Schwarz-Gelb könnte die Wirtschaft in Deutschland zwar wieder in Schwung bringen, so meint Immobilienunternehmer Lutz Minkner, doch einen unmittelbaren Einfluss auf Mallorca werde dies keinesfalls haben. "Der Standort Deutschland muss erstmal seine eigenen Probleme lösen, das wird dauern, und der Effekt wird erst langsam rüberschwappen zu uns."

Ob nun die Große Koalition fortgeführt wird oder es tatsächlich zu neuen Konstellationen kommt, das ist laut MM-Umfrage fast unerheblich für die nahe Entwicklung auf Mallorca. Denn obwohl viele der Meinung sind, dass es Mallorca nur dann gut geht, wenn es auch in Deutschland oder anderen wichtigen Quellmärkten wieder bergauf geht, glaubt niemand an eine "Zauberregierung". Die Stimmung unter Touristikern, Managern und Unternehmern auf der Insel ist demnach eher skeptisch und abwartend als optimistisch: "Niemand weiß genau, wie es im nächsten Jahr weiter gehen wird, aber Wunder wird die Bundestagswahl sicher nicht vollbringen, egal, wie sie ausgeht", sagt Carsten Sasse, Marketing-Manager der Fluggesellschaft Condor in Palma. "Im Übrigen müssen wir uns auf die optimale Führung des Unternehmens konzentrieren, egal, welche Regierung in Deutschland am Ruder ist."

Während die Wunschregierungen unter den Befragten variieren - allen voran CDU-FDP oder Große Koalition - sind sich beim Thema Linke alle Gesprächspartner einig: "Rot-Rot wünscht sich sicherlich niemand", sagt etwa Lutz Minkner über einen möglichen Pakt der SPD mit der Linkspartei, die nach dem Mauerfall aus der ehemaligen SED hervorgegangen ist.

Und es glaubt auch niemand, dass es dazu kommen könnte - diese Meinung teilen die Mallorca-Deutschen mit den Wählern im Heimatland: Nicht einmal die Linken selber sehen laut Fraktionsvorsitzendem Gregor Gysi realistische Chancen, nach dem 26. September mitzuregieren.

Ebenfalls Einigkeit unter den Mallorca-Deutschen herrscht in der Frage der Wahlpflicht: Selbst wenn man nicht mit unmittelbaren Auswirkungen rechnen könne, sei es doch eine Bürgerpflicht, seine Stimme abzugeben und so das Geschehen in Deutschland mitzubestimmen.
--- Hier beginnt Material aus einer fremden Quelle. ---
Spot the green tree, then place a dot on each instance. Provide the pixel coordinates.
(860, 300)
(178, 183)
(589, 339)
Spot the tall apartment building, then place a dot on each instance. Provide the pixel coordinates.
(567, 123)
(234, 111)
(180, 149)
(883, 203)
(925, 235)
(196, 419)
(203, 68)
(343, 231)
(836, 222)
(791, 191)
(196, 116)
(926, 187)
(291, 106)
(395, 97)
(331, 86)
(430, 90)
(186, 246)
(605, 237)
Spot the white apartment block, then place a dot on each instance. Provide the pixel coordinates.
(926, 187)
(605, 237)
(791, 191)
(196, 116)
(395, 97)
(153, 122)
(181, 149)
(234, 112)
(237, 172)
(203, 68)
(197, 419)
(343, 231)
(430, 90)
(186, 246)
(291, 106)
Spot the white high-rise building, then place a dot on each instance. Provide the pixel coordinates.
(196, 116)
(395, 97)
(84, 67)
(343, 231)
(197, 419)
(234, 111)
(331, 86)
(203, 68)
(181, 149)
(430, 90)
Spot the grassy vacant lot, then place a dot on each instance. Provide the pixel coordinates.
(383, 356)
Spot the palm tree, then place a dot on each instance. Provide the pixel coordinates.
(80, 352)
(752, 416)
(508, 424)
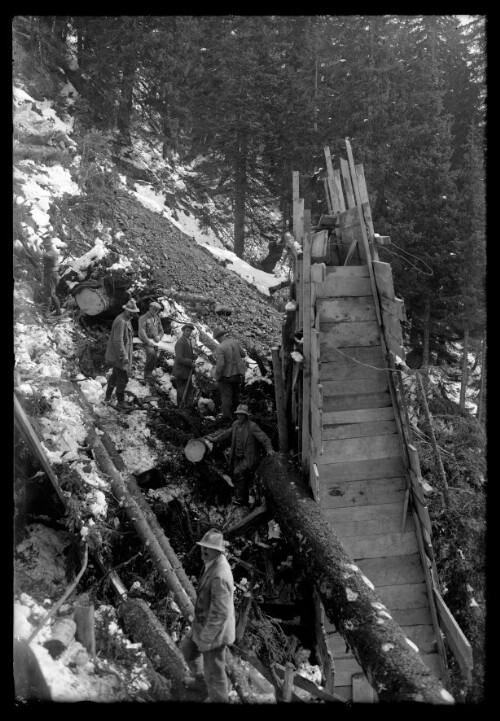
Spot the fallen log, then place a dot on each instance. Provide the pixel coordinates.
(393, 667)
(139, 521)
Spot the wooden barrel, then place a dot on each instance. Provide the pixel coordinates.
(92, 301)
(195, 449)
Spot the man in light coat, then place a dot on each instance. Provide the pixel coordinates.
(184, 366)
(151, 332)
(204, 647)
(243, 456)
(229, 371)
(119, 355)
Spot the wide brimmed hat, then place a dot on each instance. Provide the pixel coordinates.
(242, 408)
(213, 539)
(131, 306)
(218, 332)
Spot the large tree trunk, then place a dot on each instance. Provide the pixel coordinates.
(465, 368)
(240, 193)
(348, 597)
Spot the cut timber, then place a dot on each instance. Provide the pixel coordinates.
(361, 415)
(350, 529)
(358, 430)
(391, 570)
(389, 544)
(355, 387)
(359, 449)
(361, 493)
(346, 309)
(356, 402)
(400, 675)
(336, 285)
(355, 357)
(355, 333)
(379, 469)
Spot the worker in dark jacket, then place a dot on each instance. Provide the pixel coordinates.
(151, 332)
(229, 372)
(243, 456)
(204, 647)
(184, 366)
(119, 355)
(51, 278)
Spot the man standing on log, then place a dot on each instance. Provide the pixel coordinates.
(229, 371)
(119, 355)
(50, 274)
(204, 647)
(151, 332)
(184, 366)
(243, 456)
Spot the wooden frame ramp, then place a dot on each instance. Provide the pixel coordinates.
(354, 432)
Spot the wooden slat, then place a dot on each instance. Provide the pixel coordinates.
(376, 527)
(383, 279)
(357, 333)
(361, 493)
(360, 415)
(348, 403)
(355, 387)
(393, 570)
(356, 357)
(357, 308)
(364, 471)
(358, 449)
(423, 636)
(459, 644)
(389, 544)
(349, 193)
(358, 430)
(405, 595)
(336, 286)
(338, 188)
(347, 271)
Und sei es nur, um jene zu verhindern, die man keinesfalls in einer Regierung sehen will.

Die richtige Parteien-Koalition könnte die Wirtschaft wieder ankurbeln, wählen sei deshalb Pflicht, sagt auch Ulla Müller-Breitkreuz, Balearen-Deligierte der Deutschen Handelskammer für Spanien.

Eine Neuauflage der Großen Koalition halten viele für möglich, sollte es anders kommen, wäre das für Mallorca aber unerheblich, so ergab das Stimmungsbild. Die großen Parteien hätten im Grunde einen großen Konsens, so sagt Uwe Daude, Leiter der Seniorenresidenz Es Castellot. Sie seien sich in den wichtigen Fragen gar nicht so uneinig, wie man immer denke. "Sie streiten zwar jetzt vor den Wahlen viel, weil natürlich jeder an die Macht will, verfolgen aber im Grunde die gleichen Ziele. "Man könnte fast von einer christlich-sozial-liberalen Koalition sprechen. Mit den Grünen gebe es ebenfalls Parallelen, nur die Linken seien außen vor. "Das ist hier in Spanien ganz anders, hier herrschen tatsächlich erhebliche Meinungsverschiedenheiten unter den großen Parteien."